Convergence testing best practices

pytorch / torchtitan

A native PyTorch Library for large model training

BSD 3-Clause "New" or "Revised" License

2.65k stars 206 forks source link

Convergence testing best practices #648

Open gnadathur opened 1 month ago

gnadathur commented 1 month ago

Config for convergence testing is unclear. Create a best practice config in torchtitan for convergence testing.

lessw2020 commented 1 month ago

Two core aspects here: 1 - ensure determinism (assuming these runs are to compare various dtypes, etc). utils.set_determinism should handle this but need to confirm cublas setting has landed from Wei. 2 - LR warmup is not being properly set. Basic schedule optimization is to pre-run while tracking L1 gradient norms, and feed that to Aaron's refined scheduler based on: https://arxiv.org/abs/2310.07831

awgu commented 1 month ago

@lessw2020 I am not sure if convergence testing should have determinism enabled because ultimately that will not be the setting you train with (and care to converge).

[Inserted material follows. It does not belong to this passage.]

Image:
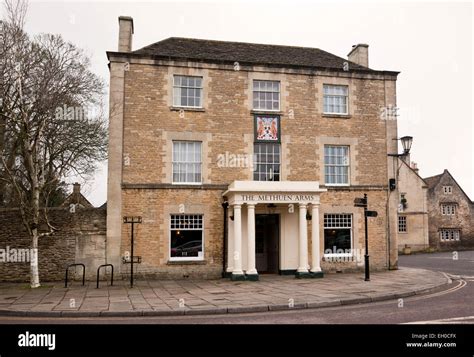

I think determinism is super useful for debugging and understand where numeric differences come from, but I think that for convergence testing, running with "prod" settings makes more sense to me.

fduwjj commented 1 month ago

I guess for torchTitan, we really cannot call it "convergence" right? since we never wait the training to finish and a full convergence is achieved and we tested on test benchmark to validate the accuracy of the model. To me that is what "convergence" means. Currently we only show "Hey the loss curve is going down".

tianyu-l commented 1 month ago

we really cannot call it "convergence" right?

Technically yes. Maybe we can call them "loss converging" tests. I don't think it would cause confusion, so it should be fine as long as we don't say wrong things (convergence is wrong).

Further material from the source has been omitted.